Nach­denk­lich stimmt auch, was der Film zum Thema Freund­schaft und Aner­ken­nung zu sagen oder besser nicht zu sagen hat. Wenn Barney am Ende des Films mit den ange­sag­testen Kids der Schule auf einer Bank sitzt und sich über die Schul­psy­cho­login lustig macht, ist er nicht mehr der Außen­seiter vom Anfang des Films, er hat es geschafft. Aber wie ist er dahin gekommen? Und: Befindet er sich wirklich in guter Gesell­schaft? Zusammen mit dem fiesen Ober­mobber, mit der Social-Media-abhän­gigen Oppor­tu­nistin? Sind die jetzt plötzlich bessere Menschen geworden? Will Barney einfach nur dazu­gehören, egal um welchen Preis? Und war der Weg dorthin einfach nur die mediale schulü­ber­schrei­tende Aufmerk­sam­keit? Sind das die Botschaften an die Kinder von heute?

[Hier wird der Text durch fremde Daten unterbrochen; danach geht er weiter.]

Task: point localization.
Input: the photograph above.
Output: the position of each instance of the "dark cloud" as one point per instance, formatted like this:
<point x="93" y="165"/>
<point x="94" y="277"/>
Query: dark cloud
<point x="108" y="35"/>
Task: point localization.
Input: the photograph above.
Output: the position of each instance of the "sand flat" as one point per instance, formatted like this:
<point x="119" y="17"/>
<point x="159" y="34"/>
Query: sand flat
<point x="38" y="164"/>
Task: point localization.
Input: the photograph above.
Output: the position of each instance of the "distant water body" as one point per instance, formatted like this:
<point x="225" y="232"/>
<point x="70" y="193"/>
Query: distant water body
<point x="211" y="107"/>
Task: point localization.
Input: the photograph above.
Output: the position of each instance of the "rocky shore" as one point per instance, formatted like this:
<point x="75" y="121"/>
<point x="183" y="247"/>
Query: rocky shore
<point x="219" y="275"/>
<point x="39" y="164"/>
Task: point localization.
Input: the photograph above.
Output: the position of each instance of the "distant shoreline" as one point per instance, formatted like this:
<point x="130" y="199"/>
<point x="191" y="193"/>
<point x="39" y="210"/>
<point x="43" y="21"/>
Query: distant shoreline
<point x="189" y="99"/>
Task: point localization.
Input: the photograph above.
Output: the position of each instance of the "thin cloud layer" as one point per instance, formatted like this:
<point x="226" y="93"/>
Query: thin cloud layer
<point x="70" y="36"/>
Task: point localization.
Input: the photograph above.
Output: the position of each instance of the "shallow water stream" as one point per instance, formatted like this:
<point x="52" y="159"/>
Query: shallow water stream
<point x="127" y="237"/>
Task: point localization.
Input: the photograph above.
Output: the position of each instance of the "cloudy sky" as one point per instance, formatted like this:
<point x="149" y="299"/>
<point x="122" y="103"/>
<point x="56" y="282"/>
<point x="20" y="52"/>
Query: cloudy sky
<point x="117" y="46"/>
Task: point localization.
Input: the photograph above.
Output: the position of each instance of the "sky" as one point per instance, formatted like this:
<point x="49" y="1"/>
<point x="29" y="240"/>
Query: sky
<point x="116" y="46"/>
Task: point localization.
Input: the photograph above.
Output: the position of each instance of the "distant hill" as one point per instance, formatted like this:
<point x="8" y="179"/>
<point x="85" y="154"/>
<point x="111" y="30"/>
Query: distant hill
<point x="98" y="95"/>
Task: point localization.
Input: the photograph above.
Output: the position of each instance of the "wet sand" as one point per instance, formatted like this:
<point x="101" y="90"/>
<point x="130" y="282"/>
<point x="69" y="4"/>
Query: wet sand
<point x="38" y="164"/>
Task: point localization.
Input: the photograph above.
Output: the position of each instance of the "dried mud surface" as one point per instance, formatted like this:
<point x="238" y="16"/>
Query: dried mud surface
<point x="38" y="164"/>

Dass sich rück­bli­ckend tatsäch­lich der kleine Roboter Ron als der beste Freund erweist, den Barney hatte und wohl auch haben wird – ist das die ernst gemeinte Aussage? Denn Barney program­mierte diesen ja so, wie er ihn haben wollte. Auch wenn er am Ende entdeckt, dass Freund­schaft keine Einbahn­straße ist und er sich für seinen elek­tro­ni­schen Kumpel einsetzt, um ihn vor dem digitalen Nirwana zu retten, bleibt doch die Diagnose der mensch­li­chen Bezie­hungen desaströs: Vergiss die anderen Kinder, program­miere dir deinen eigenen Freund!

Nost­al­gisch mag man da an E.T. – Der Außer­ir­di­sche denken, an eine galak­ti­sche Freund­schaft oder an Freund­schaften zwischen Yetis und Menschen (Smallfoot – Ein eisig­ar­tiges Abenteuer) oder zwischen Drachen, Kobolden und Menschen (Drachen­reiter).